Do you really think your applications have become so complex overnight? Do you really need to consider all those problems, to use all those standards and learn all those programs today?
If you don't respect the SOA precepts, your applications are doomed to a tragic fate, your architects will burn in hell and your project managers will be sentenced to hard labor to reimburse the huge losses your company will soon accumulate. No, let's be serious, you have your time, and maybe you already are an unaware pioneer of SOA.
If you base your development on an approach close to Duwamish Books 7, you're on the right track. Duwamish is a sample application proposed by Microsoft. The .NET version is released with VisualStudio.NET.
Duwamish design is a bit old fashion, but it already introduced some concerns we find back in SOA. You'll notice the separation into layers, and above all the use of DataSets to transfer data between layers. DataSets introduce data objects (business entities) which are serializable into XML and disconnected from the data source.
Here is a simplified diagram that sums up the design of a .NET application that integrates the classical separation of concerns into layers and SOA:
What we can notice in this diagram:
Layers aren't tightly coupled one to another
Layers exchange Data Transfer Objects (DTO)
Communications are terse, but messages can be bigger than in a pure object approach.

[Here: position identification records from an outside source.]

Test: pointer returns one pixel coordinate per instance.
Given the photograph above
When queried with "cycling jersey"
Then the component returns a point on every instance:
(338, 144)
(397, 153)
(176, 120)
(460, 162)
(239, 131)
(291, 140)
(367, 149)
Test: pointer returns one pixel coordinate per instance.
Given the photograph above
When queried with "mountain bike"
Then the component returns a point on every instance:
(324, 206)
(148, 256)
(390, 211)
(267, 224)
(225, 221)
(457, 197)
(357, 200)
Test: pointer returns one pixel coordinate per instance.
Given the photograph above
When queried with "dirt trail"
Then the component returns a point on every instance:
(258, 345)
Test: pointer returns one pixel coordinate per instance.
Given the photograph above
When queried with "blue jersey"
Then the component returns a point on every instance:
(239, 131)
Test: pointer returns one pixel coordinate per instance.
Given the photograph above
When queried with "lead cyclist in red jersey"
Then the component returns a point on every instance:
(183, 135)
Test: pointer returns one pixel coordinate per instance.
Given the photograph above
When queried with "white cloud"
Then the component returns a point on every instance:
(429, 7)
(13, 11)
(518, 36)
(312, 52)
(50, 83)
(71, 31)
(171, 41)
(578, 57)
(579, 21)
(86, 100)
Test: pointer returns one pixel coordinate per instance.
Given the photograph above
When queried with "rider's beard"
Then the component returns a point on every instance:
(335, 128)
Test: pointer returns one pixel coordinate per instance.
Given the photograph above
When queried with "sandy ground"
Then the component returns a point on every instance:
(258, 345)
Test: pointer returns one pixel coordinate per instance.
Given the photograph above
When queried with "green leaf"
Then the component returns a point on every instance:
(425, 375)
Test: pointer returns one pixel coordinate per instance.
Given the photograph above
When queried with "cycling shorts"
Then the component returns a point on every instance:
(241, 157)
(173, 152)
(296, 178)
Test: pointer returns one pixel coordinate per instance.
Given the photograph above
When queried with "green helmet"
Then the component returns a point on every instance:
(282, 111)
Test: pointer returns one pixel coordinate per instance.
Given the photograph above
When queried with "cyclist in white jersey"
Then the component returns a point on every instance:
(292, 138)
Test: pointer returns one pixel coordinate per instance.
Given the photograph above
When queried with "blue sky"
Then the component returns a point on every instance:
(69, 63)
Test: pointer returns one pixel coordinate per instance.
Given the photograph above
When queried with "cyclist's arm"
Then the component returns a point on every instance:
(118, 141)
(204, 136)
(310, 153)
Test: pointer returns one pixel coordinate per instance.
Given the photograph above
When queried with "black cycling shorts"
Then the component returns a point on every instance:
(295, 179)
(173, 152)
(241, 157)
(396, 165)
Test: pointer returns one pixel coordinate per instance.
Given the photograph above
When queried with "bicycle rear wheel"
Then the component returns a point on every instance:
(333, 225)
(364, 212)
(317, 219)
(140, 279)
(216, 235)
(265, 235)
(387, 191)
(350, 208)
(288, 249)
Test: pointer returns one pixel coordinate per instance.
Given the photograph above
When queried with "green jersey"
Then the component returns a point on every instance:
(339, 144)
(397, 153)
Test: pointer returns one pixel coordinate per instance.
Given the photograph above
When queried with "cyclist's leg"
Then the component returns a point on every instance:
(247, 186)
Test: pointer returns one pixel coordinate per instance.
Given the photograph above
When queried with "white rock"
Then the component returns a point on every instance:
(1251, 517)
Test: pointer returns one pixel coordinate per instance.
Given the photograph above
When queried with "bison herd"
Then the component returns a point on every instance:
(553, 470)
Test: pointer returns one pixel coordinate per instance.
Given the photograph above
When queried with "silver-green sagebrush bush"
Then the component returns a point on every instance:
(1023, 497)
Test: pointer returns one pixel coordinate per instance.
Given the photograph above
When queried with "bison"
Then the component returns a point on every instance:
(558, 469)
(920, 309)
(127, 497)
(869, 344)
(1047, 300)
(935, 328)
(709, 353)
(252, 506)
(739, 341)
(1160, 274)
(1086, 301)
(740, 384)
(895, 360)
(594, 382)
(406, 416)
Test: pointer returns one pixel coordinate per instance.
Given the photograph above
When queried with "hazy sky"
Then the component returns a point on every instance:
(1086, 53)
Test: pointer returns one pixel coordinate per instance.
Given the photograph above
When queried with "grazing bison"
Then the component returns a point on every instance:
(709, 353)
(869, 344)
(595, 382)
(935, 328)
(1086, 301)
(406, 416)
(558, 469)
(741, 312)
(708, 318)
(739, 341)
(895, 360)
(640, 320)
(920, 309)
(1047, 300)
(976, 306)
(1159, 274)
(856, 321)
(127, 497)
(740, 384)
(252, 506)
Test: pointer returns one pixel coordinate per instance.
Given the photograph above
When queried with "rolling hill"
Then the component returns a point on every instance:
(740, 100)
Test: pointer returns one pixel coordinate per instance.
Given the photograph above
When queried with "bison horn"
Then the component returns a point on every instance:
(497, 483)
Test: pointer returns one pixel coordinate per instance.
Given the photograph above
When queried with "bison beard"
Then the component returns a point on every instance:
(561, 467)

The Common module (or assembly) contains classes shared by all the other layers such as data objects. Of course, this can only be true if all the layers are implemented using the same technology.
The whole development lies on a hand-made framework, not only on .NET or J2EE.
The Controls library contains graphical components used by the Presentation layer.
As you can see if you compare diagrams, SOA can be progressively introduced since it isn't completely opposed to existing applications architectures.
Uncoupling is the fundamental concept of SOA. We'll find it in many occasions. For example, here are three aims of SOA where uncoupling appears:
to reduce the coupling between modules (to reach a better reuse)
to reduce the coupling towards the platform and infrastructure (for a better interoperability)
to reduce the coupling between the client of a service and a specific implementation of this service (for a better flexibility)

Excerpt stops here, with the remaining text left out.